Australia's climate change minister admits "we've left it very late" to take action on climate change as he plans to restrict emissions from new fossil fuel projects and the existing biggest polluters.
"I understand people's desire to do more and I hope we do do more as a country," Chris Bowen told the ACM network ahead of the United Nations Climate Change Conference (COP27) in Egypt.
"But we've left it very late.
"We have 86 months to reduce emissions by 43 per cent."
The national emissions target of a 43 per cent cut below 2005 levels by 2030 - and net zero by 2050 - which passed parliament in September, has been criticised as not ambitious enough.
"Starting in 2022 to achieve emissions reduction targets by 2030 is extraordinarily late to be starting such a big transformation," Mr Bowen said.
Despite calls for the Labor government to ban new gas and coal projects, he said any of Australia's 114 known proposals would go through the usual approval processes.
But "reforming the safeguard mechanism to put restrictions on emissions from the highest emitters" was a priority and would also apply to any new projects, he said.
The safeguard mechanism, introduced by the Coalition, was designed to place a limit on emissions from Australia's biggest 215 polluters.

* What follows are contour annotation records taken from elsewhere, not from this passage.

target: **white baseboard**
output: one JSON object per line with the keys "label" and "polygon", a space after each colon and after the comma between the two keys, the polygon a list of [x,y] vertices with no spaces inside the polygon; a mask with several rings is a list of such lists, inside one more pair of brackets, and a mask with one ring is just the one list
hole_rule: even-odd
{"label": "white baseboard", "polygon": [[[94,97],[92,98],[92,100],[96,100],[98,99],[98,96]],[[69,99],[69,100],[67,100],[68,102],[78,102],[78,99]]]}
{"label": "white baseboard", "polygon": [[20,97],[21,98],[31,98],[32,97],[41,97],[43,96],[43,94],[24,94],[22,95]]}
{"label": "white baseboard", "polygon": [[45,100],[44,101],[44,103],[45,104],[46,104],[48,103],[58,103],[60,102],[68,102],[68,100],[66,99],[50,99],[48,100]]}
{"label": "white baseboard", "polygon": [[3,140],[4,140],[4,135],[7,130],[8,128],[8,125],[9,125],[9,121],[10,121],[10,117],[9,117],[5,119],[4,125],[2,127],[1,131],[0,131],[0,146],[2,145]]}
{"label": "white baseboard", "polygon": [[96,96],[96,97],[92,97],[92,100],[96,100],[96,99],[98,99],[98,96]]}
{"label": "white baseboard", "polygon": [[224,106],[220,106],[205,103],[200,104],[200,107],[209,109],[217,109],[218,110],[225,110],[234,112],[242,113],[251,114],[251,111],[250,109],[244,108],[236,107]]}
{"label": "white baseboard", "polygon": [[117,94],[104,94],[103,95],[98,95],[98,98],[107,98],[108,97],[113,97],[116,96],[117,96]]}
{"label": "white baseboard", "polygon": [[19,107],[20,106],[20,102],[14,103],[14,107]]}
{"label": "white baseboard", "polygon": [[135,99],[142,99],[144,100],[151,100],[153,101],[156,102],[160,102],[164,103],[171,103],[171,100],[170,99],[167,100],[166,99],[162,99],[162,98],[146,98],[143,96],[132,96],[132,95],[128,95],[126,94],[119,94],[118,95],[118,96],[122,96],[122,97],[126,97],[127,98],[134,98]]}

If they exceeded the limit, they would be fined or have to buy carbon offsets - pay for someone else reducing carbon elsewhere.
But it's been largely ineffective as companies can change their baseline limit. Emissions from large companies bound to the mechanism have actually increased by around 25 per cent, according to the Climate Council.
"The safeguard mechanism, in its current form, is not set up to deliver emissions reduction," the Climate Council said in a review submission in September.
But the 2022-23 budget committed $42.6 million to restore the Climate Change Authority and introduce an annual climate change statement to parliament to increase transparency around climate-related spending.
Mr Bowen wants local councils and state governments to "continue to lead" the fight against climate change but in the national framework of Labor's "powering Australia" plan, its blueprint for addressing climate change.
Dr Melanie Pill, a research fellow at the Institute for Climate at the Australian National University (ANU), said action on climate change needs to occur "from the top down".
"It is a responsibility for all of us to address and think about climate change and, from a government point of view, it needs to come from the top.
"But it also then needs to trickle down into state and local governments," she said.
Dr Pill said Labor had made progress since it was elected in May 2022, but it was "nowhere near enough to make up for the inaction that we had over the last 10 years from the Liberal government".
Good climate change policy had a "very strong and clear direction ... that includes mitigation and adaptation" to deal with extreme weather events like bushfires and floods.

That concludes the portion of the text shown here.